We did not have concurrent TEE data in these patients, precluding assessment of the correlation between peak LAA emptying velocity by TEE and 4D flow CMR metrics of LA flow. Analysis of velocity data is based upon the composite velocity histograms for each patient. More sophisticated analyses including residence time, vorticity, and shear force may improve identification of patients with poor LA flow characteristics that increase risk of thrombus formation. Four-dimensional flow data were acquired at both 1.5 T and 3 T MRI systems which may have resulted in different image quality (signal-to-noise levels). Future studies should include a systematic comparison of image quality and flow metrics between field strengths. We have previously investigated inter-study and inter-observer reproducibility for flow and velocity measurements using 4D flow CMR in the aorta and liver vasculature.28,29 Findings from these studies have demonstrated good scan–rescan repeatability.

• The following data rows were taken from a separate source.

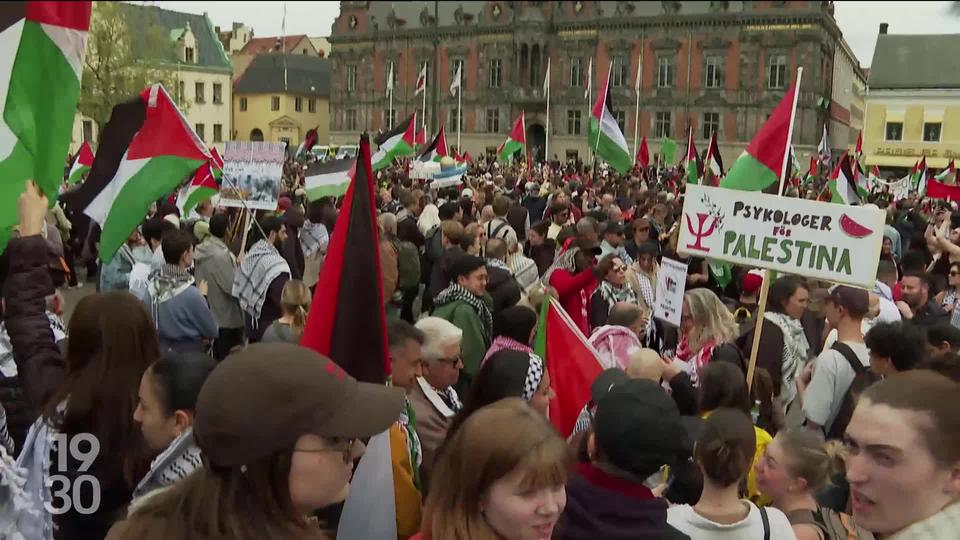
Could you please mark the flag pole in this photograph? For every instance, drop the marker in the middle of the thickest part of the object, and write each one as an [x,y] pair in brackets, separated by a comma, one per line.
[767,275]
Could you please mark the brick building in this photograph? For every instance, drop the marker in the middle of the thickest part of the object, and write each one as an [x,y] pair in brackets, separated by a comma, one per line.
[708,66]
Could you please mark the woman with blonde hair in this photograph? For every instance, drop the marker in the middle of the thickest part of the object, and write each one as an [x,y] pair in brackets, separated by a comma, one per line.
[705,325]
[295,302]
[496,483]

However, the evaluation of inter-study repeatability for LA flow analysis was beyond the scope of this study and should be investigated in future studies. Finally, the assessment of atrial delayed enhancement was not part of our study protocol but would be an important addition for future studies.
Conclusions
Four-Dimensional flow CMR quantification of LA flow characteristics demonstrated impaired LA flow in patients with a history of atrial fibrillation compared with controls. Reduced LA mean, median, and peak LA velocities correlated with clinical predictors of stroke, including age, LA volume, and CHA2DS2-VASc score. The findings demonstrate the sensitivity of the technique to detect LA flow abnormalities associated with AF. Further studies are warranted to investigate whether the combination of clinical scores (e.g. CHA2DS2-VASc) with patient-specific 4D flow-derived LA flow velocities can provide improved stroke risk stratification.
Conflict of interest: None declared.
Funding
This work was supported by the American Heart Association (12GRNT12080032) and the National Institutes of Health (1R21HL113895-01A1).